All in all, I feel like I got a better education by learning how to manipulate the education system while also learning how to get over on the street and in the real world. Granted, I did not find these opportunities through the front door but rather the back, but they taught me how to negotiate and support myself, and all of these experiences added to my confidence that I could get on in the world and succeed in doing what I wanted and enjoyed. I would say that the specific skill being promoted in art school is how to think creatively and how to problem-solve “out of the box”—the emphasis was always on originality. The only downside, from my perspective, is that most folks aren’t provided the basic tools or fundamental principals with which to apply this creative thinking.
MG: How did you pick up the business side of things?
JG: I think I learned some aspects of how to be a good, fair businessman from watching my father conduct his business. He had a massive sense of integrity. The hard knocks of business, how to screw and cheat people, I learned from the Jewish merchants on the Lower East Side and from the New York real estate sharks I did business with early on. I essentially learned what to watch out for and how not to be taken advantage of, and that it wasn’t necessary to compromise quality or what you believe in just to get over in the business world. Learning how to keep my books in order, pay taxes, and build financing was really on the job training and there is still more to learn there.
MG: What advice do you have for current students on how to capitalize on their talents?

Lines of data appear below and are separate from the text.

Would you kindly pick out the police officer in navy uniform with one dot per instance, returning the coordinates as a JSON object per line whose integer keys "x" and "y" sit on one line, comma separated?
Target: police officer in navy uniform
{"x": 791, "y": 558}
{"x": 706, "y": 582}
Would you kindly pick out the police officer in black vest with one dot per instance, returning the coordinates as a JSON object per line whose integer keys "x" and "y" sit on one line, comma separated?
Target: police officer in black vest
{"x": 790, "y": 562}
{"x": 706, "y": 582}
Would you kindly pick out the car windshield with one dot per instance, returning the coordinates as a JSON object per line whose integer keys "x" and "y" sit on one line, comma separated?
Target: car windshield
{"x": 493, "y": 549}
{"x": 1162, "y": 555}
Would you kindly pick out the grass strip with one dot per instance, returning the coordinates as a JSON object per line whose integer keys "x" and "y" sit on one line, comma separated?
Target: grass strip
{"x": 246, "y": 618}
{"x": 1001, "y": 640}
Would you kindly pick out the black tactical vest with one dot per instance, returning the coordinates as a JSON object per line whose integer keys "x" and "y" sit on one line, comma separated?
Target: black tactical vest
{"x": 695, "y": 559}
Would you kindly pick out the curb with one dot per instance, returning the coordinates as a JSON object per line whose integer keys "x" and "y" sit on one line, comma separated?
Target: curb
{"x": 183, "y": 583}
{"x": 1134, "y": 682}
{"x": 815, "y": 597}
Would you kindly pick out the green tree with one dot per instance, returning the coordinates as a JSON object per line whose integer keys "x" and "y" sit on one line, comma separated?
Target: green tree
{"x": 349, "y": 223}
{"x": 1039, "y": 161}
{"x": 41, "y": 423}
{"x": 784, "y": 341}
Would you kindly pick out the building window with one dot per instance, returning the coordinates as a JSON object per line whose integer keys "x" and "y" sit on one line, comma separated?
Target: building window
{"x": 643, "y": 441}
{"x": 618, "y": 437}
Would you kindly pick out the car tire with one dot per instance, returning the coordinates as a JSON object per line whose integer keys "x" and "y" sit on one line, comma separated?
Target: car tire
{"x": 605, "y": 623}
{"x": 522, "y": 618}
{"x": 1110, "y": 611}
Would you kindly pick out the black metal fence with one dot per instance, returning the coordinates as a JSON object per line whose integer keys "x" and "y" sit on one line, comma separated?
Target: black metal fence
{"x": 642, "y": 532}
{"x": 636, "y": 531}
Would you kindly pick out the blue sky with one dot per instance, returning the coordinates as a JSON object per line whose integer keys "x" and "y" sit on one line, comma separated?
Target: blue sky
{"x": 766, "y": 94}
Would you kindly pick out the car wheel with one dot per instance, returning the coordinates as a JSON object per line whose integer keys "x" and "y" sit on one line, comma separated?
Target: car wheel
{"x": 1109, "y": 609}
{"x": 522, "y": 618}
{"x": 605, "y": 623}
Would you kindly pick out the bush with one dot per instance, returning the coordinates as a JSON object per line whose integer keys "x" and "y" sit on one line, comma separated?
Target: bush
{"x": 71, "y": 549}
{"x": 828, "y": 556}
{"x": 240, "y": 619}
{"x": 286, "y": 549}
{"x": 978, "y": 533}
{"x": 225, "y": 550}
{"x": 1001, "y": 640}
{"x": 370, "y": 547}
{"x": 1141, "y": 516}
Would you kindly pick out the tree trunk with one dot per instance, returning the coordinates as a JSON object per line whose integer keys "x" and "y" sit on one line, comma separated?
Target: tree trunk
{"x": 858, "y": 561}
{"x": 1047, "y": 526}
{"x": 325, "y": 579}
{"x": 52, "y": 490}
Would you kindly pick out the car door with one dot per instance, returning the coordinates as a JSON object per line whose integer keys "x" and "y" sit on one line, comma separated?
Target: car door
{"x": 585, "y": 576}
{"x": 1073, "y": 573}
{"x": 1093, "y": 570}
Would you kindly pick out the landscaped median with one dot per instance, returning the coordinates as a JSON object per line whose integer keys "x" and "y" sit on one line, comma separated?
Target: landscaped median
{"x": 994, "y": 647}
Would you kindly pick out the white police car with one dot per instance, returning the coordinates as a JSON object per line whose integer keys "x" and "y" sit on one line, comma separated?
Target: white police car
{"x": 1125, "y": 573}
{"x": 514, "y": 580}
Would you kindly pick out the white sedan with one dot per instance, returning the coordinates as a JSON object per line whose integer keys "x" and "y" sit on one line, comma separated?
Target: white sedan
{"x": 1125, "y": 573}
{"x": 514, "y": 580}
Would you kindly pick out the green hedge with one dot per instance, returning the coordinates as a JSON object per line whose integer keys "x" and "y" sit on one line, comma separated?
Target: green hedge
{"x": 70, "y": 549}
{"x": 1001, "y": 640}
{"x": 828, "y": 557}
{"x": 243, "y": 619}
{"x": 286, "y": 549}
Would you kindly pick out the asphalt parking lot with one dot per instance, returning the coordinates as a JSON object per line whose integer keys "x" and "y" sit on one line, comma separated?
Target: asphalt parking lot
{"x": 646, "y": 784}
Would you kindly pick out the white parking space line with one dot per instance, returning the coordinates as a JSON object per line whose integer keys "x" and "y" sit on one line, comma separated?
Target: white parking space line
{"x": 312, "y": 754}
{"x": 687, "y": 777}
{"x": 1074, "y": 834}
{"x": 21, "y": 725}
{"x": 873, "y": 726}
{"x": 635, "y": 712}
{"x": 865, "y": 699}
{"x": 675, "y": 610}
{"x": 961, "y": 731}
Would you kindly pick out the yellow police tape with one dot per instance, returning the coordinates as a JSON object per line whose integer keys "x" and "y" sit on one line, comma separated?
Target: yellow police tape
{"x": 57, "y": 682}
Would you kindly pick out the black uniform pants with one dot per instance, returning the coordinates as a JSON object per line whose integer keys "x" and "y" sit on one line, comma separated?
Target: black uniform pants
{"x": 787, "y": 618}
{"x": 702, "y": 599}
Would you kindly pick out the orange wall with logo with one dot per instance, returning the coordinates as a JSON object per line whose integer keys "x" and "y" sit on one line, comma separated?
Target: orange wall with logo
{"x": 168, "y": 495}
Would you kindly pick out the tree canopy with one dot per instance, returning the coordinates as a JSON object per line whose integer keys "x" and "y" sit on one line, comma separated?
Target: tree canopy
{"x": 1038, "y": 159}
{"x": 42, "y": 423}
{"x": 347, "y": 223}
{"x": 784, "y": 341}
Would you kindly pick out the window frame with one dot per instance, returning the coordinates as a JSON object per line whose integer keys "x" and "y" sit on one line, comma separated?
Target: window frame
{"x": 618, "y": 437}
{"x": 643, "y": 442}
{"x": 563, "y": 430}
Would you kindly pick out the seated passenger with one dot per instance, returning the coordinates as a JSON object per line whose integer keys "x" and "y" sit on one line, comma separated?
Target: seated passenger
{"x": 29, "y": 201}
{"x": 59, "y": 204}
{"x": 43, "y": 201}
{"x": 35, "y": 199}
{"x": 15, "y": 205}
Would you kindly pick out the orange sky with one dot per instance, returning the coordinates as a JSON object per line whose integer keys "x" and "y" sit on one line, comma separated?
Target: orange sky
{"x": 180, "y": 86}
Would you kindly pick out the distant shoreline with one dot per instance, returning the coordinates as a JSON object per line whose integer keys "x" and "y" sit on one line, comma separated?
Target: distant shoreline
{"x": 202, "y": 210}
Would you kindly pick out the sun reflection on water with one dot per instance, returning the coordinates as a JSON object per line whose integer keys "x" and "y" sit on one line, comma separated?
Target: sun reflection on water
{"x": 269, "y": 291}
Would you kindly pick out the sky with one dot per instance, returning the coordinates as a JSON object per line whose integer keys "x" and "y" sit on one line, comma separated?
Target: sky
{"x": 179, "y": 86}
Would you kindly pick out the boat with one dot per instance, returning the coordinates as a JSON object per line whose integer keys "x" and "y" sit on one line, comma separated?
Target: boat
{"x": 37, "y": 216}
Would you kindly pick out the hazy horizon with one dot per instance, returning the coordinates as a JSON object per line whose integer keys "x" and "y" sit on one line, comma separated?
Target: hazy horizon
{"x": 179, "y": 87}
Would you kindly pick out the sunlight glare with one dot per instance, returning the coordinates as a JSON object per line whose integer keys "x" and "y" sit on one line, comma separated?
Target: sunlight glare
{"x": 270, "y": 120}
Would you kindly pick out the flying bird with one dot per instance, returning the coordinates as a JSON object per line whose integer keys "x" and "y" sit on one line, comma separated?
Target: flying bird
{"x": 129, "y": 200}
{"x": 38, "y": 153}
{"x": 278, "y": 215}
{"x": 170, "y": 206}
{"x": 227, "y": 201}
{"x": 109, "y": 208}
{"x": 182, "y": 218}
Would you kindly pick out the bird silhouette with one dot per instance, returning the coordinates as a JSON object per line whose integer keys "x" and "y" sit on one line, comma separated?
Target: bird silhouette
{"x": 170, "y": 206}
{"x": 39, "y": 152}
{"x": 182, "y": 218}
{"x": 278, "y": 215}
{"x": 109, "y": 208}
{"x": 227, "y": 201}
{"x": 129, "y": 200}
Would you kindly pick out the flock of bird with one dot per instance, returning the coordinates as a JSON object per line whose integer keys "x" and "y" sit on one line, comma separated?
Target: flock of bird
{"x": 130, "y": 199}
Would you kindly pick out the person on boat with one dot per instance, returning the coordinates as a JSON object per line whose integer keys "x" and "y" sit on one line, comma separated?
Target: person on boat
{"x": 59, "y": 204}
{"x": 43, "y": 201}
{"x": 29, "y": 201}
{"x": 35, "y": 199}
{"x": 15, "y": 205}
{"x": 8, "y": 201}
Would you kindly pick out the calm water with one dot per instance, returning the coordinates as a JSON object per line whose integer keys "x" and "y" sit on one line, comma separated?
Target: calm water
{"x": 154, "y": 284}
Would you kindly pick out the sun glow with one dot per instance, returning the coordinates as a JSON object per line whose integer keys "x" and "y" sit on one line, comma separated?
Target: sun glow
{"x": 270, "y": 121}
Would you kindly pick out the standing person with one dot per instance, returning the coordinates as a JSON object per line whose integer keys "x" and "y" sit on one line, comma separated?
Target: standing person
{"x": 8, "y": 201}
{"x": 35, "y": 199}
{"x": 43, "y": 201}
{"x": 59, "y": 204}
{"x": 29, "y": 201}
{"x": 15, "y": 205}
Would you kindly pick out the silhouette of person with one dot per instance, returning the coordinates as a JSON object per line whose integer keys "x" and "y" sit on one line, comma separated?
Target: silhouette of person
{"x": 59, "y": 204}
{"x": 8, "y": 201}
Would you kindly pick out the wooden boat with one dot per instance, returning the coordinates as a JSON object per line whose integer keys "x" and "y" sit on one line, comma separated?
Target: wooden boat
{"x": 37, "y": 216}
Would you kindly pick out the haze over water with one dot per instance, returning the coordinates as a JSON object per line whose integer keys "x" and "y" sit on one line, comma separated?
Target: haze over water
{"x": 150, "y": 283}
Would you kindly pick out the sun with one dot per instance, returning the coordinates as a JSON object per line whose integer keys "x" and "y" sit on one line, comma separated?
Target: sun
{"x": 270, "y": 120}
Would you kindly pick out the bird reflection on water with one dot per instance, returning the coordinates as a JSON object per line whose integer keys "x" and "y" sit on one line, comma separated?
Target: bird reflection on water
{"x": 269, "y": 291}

JG: Don’t have an inflated ego; mostly the young think they already know everything, but know what you don’t know and set about learning it. Work hard, and use your time in school to learn the fundamentals that you can use as a foundation to build your ideas on. Personal expression is overrated. One’s own voice or vision comes from experience and it can’t be artificially manufactured. Gain experience by living and experiencing life fully and intensely, and then you will have something to say with your art.
There will always be a need and a place for people to think creatively. People who can see the world in a new or unique way will always attract the majority of the rest of the world who wants to follow, and that different way of looking at things is needed now more than ever.